During the civil war years Tver experienced economics difficulties. The railway carriage plant was stopped on January 1 of 1921, the Perevolotskaya, Rozhdestvenskaya and Morozovskaya manufactories etc were stopped later (they restarted their work only after the end of the civil war and the railway carriage plant restarted its work in 1926). The movement of udarniks (record setters) and subbotniks (voluntary Saturday work) grew widespread at the factories of Tver in the second half of the 20th century. In 1929, textile workers of Tver initiated signing of the "Agreement of thousands." In 1930, a new campaign of struggle against the church separated from the state began in Tver. Almost all belfries were demolished in Tver due to the will of the municipal authorities (1755, architect D. V. Ukhtomsky), as well as tens of churches being monuments of the Russian architecture of the 17th-19th centuries. The Savior Transfiguration Cathedral was blown up in the night of April 4 of 1935.
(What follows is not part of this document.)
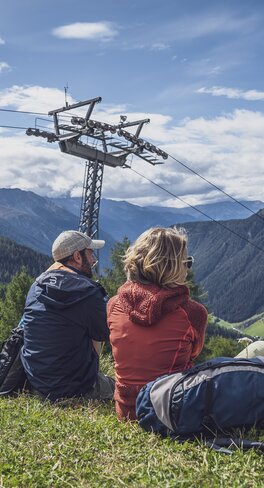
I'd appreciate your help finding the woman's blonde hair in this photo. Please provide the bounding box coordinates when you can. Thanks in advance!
[124,227,187,288]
In 1929, Tver Governorate was liquidated and Tver became the center of an area first and the center of a district within Moscow Region afterwards. On November 20 of 1931, Tver was renamed into Kalinin in honor of M. I. Kalinin who signed the decree about the renaming. Kalinin Region with the center in Kalinin was established in 1935. The regional philharmonic society and a musical school (1936), the regional picture gallery (1937) were opened in the new regional center and a number of original buildings were built in the center of the city: academy on the Stepana Razina Embankment (1935), cinema theater Zvezda (1937), Riverboat Station. There began development of new Kalinina and Chaikovskogo prospekts and Vagzhanova Street.